The death comes two years after a 19-year-old college student was killed in a shark attack off Surf Beach
By Jonathan Lloyd and Melissa Pamer
| Tuesday, Nov 6, 2012 | Updated 8:18 PM PDT
A 39-year-old man surfing off Surf Beach near Lompoc
was pronounced dead Tuesday after he was pulled from the water suffering
from an apparent shark attack.
A friend pulled the victim onto
the sand and started CPR while another surfer called 911. The victim was
pronounced dead at the beach, which is about 60 miles northwest of
Santa Barbara on Vandenberg Air Force Base (map).
The victim was identified as Francisco Javier Solorio Jr., 39, of nearby Orcutt.
An initial investigation said he was
"bitten by the shark in the upper torso area," according to the Santa
Barbara County Sheriff's Department.
Solorio was not affiliated with the
military base, according to a press release from Vandenberg, which
initially said the victim was 38 years old.
Solorio's fatal injury appeared to be
a shark bite, and his surf board had "visible signs of bite marks,"
according to Lt. Erik Raney of the sheriff’s department's Santa Maria
station.
The sheriff's department did not have
details regarding the type of shark involved in the attack but had
contacted an expert to confirm the injury, the Vandenberg release
stated.
The Vandenberg Air Force Base Fire
Department responded to the 911 call at about 11 a.m. Three other males
were at the beach at the time of the attack, the sheriff's department
said.
In October 2010, a 19-year-old college student was killed in a shark attack off Surf Beach. Lucas Ransom was bodyboarding when he disappeared under the water about 100 yards off shore.
In 2008, a shark bit a surfer's board in the waters off the beach, one of three on the Air Force base.
Surf Beach was closed until further
notice Tuesday and base officials were asking the public to avoid
the area "due to safety considerations."
"We've had shark sightings up and down the Santa Barbara coastline pretty frequently recently," Raney told the Associated Press.
One shark expert says, despite decades of study, shark behavior is a mystery.

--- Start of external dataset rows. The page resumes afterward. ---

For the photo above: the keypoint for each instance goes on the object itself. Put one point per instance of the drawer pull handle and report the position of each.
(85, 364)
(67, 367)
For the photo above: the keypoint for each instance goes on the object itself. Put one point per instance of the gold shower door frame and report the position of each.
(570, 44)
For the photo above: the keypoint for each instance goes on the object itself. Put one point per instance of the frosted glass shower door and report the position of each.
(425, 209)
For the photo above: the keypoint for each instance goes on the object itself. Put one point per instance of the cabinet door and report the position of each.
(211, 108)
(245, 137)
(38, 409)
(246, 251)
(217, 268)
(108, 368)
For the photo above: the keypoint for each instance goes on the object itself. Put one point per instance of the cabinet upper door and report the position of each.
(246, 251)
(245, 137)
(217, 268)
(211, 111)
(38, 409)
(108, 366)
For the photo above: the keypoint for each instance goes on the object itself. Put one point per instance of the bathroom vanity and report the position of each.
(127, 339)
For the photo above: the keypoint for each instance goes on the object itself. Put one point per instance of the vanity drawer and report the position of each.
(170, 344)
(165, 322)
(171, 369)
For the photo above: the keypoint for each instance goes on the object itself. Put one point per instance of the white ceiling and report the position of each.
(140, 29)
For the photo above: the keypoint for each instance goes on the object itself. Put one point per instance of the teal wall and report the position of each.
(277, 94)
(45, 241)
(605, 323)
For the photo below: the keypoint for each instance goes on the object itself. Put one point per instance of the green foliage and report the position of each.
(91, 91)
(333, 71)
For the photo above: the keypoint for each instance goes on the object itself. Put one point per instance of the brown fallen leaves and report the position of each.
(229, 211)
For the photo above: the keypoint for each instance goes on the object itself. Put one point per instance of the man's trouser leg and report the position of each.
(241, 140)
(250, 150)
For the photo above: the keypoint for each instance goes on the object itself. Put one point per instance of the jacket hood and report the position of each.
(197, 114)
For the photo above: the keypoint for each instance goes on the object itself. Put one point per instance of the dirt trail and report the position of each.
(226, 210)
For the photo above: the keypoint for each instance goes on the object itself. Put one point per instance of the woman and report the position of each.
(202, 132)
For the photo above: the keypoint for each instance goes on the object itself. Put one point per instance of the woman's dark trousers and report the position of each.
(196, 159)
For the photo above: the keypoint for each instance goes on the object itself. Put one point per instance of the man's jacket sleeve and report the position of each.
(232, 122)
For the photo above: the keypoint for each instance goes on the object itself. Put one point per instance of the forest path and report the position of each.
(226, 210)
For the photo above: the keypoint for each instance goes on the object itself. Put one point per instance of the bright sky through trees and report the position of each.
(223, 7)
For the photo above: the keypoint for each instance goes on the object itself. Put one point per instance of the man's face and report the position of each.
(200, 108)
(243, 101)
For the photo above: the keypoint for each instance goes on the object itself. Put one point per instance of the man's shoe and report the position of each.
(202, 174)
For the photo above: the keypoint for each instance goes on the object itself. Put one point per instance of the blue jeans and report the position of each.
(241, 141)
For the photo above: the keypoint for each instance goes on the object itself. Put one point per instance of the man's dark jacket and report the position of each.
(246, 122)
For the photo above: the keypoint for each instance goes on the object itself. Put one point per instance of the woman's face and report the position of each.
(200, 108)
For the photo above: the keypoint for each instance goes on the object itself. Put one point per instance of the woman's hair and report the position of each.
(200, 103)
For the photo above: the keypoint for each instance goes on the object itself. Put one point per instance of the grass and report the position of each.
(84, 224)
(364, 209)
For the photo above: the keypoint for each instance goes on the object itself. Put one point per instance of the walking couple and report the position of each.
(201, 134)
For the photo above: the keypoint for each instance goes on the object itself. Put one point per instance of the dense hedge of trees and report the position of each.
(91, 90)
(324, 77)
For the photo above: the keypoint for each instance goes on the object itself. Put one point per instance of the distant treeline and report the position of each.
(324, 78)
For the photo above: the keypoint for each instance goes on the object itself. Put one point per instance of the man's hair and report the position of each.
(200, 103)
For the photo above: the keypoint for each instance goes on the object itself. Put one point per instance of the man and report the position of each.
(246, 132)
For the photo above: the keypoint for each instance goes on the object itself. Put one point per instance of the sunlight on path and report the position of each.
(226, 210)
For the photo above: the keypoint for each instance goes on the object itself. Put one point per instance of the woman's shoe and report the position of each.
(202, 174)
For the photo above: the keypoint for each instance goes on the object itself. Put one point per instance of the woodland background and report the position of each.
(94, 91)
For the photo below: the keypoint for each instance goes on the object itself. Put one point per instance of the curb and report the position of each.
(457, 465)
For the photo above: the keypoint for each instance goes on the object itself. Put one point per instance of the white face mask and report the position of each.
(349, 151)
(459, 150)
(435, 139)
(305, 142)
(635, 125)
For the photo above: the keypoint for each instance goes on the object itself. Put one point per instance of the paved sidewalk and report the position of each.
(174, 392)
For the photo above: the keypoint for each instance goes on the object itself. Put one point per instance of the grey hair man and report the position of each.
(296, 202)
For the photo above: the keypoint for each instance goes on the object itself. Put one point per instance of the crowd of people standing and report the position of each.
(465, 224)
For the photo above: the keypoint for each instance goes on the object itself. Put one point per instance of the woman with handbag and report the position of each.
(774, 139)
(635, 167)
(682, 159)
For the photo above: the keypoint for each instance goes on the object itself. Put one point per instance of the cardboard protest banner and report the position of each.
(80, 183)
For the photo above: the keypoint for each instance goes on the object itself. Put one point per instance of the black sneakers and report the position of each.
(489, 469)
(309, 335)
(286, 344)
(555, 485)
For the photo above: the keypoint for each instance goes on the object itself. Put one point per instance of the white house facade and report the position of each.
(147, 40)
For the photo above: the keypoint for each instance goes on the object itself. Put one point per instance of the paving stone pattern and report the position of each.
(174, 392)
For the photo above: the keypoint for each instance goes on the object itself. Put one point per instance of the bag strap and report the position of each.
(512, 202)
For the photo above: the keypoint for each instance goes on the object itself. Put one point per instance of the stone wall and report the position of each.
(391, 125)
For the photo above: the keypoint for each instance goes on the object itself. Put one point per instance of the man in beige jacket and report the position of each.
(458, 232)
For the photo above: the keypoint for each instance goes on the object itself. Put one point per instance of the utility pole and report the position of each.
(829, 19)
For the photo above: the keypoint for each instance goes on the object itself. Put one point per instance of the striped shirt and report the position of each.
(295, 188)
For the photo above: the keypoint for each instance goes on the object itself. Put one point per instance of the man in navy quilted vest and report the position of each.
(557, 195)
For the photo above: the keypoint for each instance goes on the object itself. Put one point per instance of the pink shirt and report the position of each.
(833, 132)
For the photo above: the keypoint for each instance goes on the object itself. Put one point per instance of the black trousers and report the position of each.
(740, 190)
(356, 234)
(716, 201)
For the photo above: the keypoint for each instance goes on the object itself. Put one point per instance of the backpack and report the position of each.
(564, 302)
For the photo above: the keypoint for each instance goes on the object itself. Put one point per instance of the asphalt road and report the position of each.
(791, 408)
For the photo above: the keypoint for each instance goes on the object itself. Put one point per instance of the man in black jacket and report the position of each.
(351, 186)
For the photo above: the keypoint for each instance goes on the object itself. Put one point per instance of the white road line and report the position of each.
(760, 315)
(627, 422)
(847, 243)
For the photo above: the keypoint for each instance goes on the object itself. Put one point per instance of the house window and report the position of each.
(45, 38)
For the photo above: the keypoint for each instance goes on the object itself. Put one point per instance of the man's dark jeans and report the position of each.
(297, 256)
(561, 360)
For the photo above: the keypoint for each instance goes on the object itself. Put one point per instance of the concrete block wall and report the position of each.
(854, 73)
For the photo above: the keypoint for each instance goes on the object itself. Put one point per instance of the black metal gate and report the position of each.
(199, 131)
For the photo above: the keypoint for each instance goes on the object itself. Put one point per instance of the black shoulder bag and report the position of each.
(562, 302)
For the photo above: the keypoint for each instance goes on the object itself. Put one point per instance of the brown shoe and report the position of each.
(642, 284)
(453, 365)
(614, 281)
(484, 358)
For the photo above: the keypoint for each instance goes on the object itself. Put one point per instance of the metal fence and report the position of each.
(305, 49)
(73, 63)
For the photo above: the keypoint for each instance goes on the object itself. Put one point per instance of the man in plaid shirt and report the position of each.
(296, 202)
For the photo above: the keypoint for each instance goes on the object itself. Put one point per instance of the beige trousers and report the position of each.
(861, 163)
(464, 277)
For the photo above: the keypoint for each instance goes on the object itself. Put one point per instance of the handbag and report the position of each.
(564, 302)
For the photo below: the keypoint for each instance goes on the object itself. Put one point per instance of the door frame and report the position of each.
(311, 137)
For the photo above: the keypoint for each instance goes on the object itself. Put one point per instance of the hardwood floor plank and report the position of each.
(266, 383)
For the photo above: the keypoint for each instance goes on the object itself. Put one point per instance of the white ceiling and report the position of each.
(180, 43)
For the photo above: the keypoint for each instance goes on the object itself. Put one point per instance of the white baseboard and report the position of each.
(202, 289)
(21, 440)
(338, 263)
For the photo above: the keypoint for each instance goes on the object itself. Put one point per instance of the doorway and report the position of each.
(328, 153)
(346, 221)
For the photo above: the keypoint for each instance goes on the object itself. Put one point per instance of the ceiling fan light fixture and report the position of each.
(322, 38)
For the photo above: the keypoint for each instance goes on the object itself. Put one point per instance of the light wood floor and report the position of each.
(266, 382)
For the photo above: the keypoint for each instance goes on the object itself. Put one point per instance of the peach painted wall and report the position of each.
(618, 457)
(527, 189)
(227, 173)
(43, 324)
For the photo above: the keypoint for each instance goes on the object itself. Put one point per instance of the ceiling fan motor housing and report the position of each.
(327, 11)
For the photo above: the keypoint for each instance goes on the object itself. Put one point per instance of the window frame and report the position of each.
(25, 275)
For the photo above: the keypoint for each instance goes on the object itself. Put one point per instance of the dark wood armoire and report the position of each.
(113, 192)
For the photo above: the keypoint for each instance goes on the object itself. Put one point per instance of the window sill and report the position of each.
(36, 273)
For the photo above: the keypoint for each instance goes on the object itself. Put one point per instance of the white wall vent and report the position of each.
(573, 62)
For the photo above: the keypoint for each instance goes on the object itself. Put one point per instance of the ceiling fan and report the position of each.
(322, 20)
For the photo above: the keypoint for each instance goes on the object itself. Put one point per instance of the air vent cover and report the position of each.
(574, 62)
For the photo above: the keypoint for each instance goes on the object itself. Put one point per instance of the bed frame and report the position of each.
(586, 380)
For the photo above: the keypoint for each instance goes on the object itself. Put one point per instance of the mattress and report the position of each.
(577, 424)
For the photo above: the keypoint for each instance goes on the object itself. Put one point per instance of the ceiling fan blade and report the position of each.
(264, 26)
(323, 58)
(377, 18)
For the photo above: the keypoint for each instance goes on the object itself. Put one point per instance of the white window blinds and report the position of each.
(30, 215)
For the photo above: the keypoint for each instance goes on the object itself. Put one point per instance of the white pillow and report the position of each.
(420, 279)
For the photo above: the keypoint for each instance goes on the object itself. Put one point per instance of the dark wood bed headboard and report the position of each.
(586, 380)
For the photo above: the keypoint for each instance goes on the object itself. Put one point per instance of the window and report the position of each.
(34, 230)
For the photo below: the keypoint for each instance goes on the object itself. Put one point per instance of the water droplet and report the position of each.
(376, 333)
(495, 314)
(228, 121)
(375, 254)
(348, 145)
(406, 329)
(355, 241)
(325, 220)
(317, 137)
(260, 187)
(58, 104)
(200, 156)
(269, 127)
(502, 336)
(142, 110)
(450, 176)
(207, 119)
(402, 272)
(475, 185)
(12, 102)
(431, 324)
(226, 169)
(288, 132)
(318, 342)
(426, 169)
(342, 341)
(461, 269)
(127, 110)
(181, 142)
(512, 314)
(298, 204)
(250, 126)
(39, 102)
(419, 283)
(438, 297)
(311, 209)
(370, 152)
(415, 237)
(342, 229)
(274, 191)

"When we do see attacks like this,
they typically occur at more remote sites. Places where there aren't a
lot of people at the beach. Why that is, we're not sure ... but we
suspect that sharks avoid areas where there are high densities of
people," said Dr. Christopher Lowe, of Cal State Long Beach.
Still, Lowe says humans seldom fall victim to fatal shark attacks.
"Your chances of dying in a fatal
car crash driving to the beach to go surfing, so overwhelm the
probability of you actually encountering a shark in the wild, that it
becomes almost crazy to worry about," Lowe said.